Spectral-acoustic-coordinated astigmatic metalens for wide field-of-view and high spatiotemporal resolution 3D imaging.
Shujian Gong, Yinghui Guo, Xiaoyin Li, Mingbo Pu, Peng Tian, Qi Zhang, Lianwei Chen, Wenyi Ye, Heping Liu, Fei Zhang, Mingfeng Xu, Xiangang Luo
Abstract
Open AccessMetasurface-based light detection and ranging (LiDAR) is essential for high spatiotemporal resolution three-dimensional (3D) imaging in robotic and autonomous systems. Recent advances in inertia-free scanning techniques-such as acousto-optic and spectral scanning-have propelled the field forward. Nevertheless, key spatiotemporal metrics, including point acquisition rate (PAR), field-of-view (FOV), and imaging resolution, remain fundamentally constrained.
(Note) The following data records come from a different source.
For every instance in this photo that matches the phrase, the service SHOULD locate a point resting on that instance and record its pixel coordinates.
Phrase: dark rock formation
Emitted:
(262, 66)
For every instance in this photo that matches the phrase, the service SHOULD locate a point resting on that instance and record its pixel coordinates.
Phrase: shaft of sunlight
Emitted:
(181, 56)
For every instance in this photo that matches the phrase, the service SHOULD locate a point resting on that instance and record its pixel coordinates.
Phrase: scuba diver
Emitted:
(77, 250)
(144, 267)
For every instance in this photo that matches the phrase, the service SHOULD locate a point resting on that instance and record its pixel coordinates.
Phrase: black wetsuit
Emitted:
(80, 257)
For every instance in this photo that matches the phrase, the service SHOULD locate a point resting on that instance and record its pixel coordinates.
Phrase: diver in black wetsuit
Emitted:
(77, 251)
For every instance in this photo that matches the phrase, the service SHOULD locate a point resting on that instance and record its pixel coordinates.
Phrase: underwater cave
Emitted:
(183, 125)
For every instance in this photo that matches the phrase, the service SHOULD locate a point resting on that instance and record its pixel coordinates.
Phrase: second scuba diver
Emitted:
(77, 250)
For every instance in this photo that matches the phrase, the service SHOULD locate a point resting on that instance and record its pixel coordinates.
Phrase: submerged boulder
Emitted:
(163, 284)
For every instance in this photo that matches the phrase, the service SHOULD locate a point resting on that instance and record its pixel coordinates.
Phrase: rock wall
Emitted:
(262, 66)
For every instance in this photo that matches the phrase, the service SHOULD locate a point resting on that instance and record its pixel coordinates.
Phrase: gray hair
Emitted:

These challenges are particularly acute in dual-axis LiDARs, where inter-axis rate mismatch and beam astigmatism degrade temporal and spatial resolution, respectively. Here, we present a wide-FOV, high spatiotemporal resolution LiDAR architecture with astigmatic metalens (AML) coordinated spectral-acousto-optic scanning. Consequently, a frame-wise point acquisition rate (FPAR) of 36.6 MHz (∼5-fold improvement over existing reports) and a wide FOV of 102° are simultaneously achieved. This breakthrough redefines LiDAR's potential for ultra-high-speed, high-precision perception, enhancing applications such as autonomous driving with improved obstacle detection and safety at high speeds.